Land Registry chooses process automation for simple changes

Decision follows the experience in New Zealand, where 87% of cases are handled automatically and instantaneously, allowing caseworkers to focus on more complex cases and cut long waiting times

HM Land Registry plans to use more automation to avoid increased processing times resulting from future housing bubbles, its deputy chief executive has said.

Mike Harlow, who is also director of customer and strategy, said the organisation is learning from the experiences of property registries in other countries. “We have developed an approach to do away with these cyclical strains, based on these countries’ success. We are determined that this will be the last time this happens,” he wrote in a blog post.

In July, the registry for England and Wales said that some of its services are falling below what customers expect and that it is determined to improve processing times, with a target of having no applications older than 12 months by spring 2024. It has recruited more than 2,000 people over the last three years, including nearly 100 digital specialists.

Harlow said that most applications involve simple changes to ownership and mortgage details, and the great majority could be fully automated and processed immediately. He added that New Zealand’s registry instantaneously processes 87% of cases.

Automating the easier changes would make more complicated applications more efficient, too: “Our caseworkers who currently work on these simpler cases could then join those working on our more ‘complex’ cases, such as first registrations or new leases. So they would also be processed more quickly,” he said.

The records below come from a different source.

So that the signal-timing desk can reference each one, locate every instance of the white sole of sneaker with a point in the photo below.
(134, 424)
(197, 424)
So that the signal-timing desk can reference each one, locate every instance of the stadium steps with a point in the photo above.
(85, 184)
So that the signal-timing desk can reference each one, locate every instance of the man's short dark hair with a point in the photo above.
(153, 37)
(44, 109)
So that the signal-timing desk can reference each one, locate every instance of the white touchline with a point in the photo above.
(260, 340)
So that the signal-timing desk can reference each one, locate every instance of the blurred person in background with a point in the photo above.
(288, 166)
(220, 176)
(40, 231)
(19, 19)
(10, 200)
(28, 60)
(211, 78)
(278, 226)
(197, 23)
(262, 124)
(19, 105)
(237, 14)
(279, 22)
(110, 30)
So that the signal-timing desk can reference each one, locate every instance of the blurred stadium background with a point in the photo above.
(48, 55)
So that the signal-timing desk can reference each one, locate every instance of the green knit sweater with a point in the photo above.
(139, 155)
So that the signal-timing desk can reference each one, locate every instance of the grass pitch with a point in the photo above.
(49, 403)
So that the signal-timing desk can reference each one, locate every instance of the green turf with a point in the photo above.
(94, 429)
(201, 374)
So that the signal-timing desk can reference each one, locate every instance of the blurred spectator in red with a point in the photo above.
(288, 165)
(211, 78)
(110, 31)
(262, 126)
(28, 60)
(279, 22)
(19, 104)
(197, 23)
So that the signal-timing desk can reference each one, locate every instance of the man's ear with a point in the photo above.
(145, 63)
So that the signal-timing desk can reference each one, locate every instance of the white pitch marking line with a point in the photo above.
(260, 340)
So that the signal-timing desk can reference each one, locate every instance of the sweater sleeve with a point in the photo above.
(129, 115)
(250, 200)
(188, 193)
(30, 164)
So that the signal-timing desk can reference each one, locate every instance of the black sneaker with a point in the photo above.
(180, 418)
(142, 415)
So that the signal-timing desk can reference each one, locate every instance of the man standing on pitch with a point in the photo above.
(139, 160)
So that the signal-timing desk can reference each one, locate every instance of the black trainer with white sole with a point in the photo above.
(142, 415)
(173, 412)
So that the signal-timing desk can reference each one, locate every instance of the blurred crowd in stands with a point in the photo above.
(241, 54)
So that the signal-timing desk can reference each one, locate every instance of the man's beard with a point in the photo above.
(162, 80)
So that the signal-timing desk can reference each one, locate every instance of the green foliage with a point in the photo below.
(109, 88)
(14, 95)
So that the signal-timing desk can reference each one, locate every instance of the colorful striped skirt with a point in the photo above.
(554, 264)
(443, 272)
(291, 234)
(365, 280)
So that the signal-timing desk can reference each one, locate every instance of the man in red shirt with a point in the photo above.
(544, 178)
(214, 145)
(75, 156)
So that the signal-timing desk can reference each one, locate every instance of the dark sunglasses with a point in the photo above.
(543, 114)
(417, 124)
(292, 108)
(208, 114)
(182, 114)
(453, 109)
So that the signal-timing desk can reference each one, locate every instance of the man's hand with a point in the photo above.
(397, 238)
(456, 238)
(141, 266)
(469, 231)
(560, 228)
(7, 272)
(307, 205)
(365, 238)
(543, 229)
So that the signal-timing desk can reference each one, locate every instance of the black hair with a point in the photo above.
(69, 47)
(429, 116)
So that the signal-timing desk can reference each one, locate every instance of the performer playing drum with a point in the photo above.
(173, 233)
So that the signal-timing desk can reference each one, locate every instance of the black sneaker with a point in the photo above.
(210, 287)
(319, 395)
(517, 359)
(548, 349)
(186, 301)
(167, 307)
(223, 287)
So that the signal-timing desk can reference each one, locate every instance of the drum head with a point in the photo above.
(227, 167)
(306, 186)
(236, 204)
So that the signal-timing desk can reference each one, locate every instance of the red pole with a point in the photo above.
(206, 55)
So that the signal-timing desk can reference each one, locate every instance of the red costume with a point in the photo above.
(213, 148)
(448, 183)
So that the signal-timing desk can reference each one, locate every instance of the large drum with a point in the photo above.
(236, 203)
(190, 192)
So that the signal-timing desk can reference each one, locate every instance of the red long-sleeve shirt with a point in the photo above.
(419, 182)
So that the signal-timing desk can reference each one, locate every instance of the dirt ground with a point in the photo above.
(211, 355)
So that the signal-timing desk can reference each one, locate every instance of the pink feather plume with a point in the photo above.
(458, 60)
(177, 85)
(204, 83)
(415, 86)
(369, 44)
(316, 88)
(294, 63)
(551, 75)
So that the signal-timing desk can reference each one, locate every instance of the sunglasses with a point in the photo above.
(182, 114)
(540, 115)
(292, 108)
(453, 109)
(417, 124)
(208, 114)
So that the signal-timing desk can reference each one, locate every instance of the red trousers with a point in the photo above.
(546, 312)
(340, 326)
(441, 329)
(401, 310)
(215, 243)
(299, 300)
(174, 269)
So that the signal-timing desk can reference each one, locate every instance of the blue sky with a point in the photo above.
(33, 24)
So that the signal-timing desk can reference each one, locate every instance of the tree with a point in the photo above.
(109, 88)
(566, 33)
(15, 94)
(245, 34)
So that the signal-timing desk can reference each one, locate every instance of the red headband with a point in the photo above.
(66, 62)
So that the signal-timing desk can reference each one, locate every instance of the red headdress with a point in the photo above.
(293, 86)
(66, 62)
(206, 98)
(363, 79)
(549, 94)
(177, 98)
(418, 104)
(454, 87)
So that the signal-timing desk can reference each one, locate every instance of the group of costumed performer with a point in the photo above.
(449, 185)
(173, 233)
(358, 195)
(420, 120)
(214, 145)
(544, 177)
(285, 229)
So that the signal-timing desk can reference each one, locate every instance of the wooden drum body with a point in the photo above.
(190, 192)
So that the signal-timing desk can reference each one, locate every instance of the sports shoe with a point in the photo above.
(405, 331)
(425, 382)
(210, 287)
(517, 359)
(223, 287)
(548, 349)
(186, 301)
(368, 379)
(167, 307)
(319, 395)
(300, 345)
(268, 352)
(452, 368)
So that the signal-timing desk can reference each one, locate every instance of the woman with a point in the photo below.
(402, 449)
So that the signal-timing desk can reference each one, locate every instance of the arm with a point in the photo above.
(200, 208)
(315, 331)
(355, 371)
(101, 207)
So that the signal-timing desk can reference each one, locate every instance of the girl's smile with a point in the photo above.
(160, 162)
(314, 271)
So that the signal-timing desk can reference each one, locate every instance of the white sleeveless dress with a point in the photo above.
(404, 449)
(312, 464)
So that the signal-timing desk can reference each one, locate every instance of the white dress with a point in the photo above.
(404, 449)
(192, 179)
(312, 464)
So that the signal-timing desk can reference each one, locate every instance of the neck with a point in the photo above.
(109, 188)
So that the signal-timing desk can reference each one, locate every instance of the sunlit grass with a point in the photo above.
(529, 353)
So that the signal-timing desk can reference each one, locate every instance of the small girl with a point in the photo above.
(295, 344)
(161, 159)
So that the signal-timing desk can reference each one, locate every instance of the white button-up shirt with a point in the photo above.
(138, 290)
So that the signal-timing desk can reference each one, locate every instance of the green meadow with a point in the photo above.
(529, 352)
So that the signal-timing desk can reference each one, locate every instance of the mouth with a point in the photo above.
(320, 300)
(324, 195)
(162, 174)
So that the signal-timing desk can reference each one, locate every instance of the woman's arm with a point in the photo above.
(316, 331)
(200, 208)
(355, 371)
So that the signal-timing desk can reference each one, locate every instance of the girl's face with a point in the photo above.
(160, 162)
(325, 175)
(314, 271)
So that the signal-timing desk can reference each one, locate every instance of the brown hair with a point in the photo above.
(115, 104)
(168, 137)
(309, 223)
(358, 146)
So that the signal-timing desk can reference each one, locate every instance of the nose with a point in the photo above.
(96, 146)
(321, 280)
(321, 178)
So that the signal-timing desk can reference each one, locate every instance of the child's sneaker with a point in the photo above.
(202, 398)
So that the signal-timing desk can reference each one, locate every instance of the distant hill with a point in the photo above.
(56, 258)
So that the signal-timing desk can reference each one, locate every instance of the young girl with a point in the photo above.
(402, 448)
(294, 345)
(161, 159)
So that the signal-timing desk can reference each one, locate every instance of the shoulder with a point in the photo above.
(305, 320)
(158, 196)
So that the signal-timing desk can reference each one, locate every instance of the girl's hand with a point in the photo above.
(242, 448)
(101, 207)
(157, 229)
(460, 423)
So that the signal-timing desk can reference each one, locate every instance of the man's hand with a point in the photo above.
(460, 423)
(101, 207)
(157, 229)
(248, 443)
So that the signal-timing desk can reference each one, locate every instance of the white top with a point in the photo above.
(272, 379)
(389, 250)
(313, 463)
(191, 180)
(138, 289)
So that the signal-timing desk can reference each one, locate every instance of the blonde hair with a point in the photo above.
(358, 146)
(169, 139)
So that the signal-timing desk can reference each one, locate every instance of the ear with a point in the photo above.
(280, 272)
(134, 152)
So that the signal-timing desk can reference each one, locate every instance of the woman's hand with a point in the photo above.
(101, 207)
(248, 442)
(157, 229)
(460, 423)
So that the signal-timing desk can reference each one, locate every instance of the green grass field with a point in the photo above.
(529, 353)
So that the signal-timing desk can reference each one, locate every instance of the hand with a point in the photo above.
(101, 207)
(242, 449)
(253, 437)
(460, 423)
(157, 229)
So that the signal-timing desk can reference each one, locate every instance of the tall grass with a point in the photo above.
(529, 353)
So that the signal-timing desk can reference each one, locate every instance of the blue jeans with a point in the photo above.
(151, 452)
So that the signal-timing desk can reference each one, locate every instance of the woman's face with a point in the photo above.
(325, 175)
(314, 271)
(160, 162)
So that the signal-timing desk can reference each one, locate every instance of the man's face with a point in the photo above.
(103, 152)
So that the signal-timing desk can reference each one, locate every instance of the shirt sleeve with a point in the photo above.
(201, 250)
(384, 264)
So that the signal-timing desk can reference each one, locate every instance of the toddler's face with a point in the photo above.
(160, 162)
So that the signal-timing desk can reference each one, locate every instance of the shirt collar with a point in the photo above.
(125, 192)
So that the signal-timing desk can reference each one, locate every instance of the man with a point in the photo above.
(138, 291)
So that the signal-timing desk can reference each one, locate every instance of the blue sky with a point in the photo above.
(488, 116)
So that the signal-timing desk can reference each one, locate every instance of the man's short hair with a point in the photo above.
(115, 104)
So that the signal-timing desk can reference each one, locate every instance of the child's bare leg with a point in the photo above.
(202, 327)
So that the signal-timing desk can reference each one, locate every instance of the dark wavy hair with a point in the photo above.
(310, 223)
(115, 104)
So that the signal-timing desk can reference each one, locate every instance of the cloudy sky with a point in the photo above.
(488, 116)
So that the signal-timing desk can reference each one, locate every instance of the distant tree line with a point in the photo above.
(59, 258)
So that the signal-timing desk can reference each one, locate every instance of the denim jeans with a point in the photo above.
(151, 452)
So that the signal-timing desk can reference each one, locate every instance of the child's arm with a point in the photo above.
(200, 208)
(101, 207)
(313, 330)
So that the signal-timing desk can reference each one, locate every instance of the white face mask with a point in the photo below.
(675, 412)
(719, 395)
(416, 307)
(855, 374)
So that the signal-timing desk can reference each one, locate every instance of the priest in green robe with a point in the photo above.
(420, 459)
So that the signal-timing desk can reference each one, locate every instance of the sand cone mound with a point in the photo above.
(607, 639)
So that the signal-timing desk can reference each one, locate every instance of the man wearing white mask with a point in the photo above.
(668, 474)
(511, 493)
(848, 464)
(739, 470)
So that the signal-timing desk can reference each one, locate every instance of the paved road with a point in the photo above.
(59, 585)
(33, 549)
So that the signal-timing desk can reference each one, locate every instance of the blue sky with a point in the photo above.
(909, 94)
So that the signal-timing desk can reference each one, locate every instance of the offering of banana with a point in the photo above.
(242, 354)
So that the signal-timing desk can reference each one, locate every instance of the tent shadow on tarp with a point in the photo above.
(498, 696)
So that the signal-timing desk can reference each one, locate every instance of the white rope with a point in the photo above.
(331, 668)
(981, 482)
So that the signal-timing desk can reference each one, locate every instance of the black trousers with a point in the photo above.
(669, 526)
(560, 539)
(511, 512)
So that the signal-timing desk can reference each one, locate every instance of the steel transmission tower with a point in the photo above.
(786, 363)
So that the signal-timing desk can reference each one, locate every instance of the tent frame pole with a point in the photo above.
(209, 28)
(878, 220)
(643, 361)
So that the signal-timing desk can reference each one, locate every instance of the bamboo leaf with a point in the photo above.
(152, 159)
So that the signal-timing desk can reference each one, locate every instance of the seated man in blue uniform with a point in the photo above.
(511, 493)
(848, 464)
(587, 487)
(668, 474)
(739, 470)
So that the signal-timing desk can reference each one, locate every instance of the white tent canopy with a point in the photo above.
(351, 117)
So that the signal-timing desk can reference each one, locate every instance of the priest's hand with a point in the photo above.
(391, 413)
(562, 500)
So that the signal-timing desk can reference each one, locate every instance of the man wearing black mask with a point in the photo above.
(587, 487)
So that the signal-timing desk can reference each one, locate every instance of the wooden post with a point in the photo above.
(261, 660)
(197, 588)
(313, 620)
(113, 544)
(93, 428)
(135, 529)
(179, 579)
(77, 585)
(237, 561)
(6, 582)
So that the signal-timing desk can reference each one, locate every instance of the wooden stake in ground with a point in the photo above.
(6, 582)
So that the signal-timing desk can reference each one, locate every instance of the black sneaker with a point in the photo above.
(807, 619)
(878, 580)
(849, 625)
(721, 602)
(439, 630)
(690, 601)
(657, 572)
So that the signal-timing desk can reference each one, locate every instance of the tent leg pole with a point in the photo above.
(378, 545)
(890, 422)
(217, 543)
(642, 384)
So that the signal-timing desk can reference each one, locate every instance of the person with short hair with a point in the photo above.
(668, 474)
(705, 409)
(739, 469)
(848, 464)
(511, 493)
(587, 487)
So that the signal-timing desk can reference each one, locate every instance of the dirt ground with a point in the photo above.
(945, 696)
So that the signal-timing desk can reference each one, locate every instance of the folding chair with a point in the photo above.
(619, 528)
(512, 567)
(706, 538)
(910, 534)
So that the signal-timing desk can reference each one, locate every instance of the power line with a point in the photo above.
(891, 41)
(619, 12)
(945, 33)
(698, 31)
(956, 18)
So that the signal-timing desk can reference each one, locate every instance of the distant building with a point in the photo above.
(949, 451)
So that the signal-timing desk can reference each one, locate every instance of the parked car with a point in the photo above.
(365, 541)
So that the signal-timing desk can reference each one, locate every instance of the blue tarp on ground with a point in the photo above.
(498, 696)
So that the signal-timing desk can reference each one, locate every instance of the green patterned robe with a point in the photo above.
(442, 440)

To achieve this, the Land Registry is going to increase efforts to spot small administrative errors in applications, having already done this with its digital registration service, by checking against information it already holds. It also plans to increase the help it offers.

The organisation is running a pilot with a few firms that process high volumes of property transactions: Enact, Eversheds Sutherland, Optima and O’Neill Patient. “Thanks to them, we have learned a lot about what would and might not work, and we’ve taken all their feedback on board as we continue to design the process whilst working with the grain of conveyancing practice,” Harlow concluded.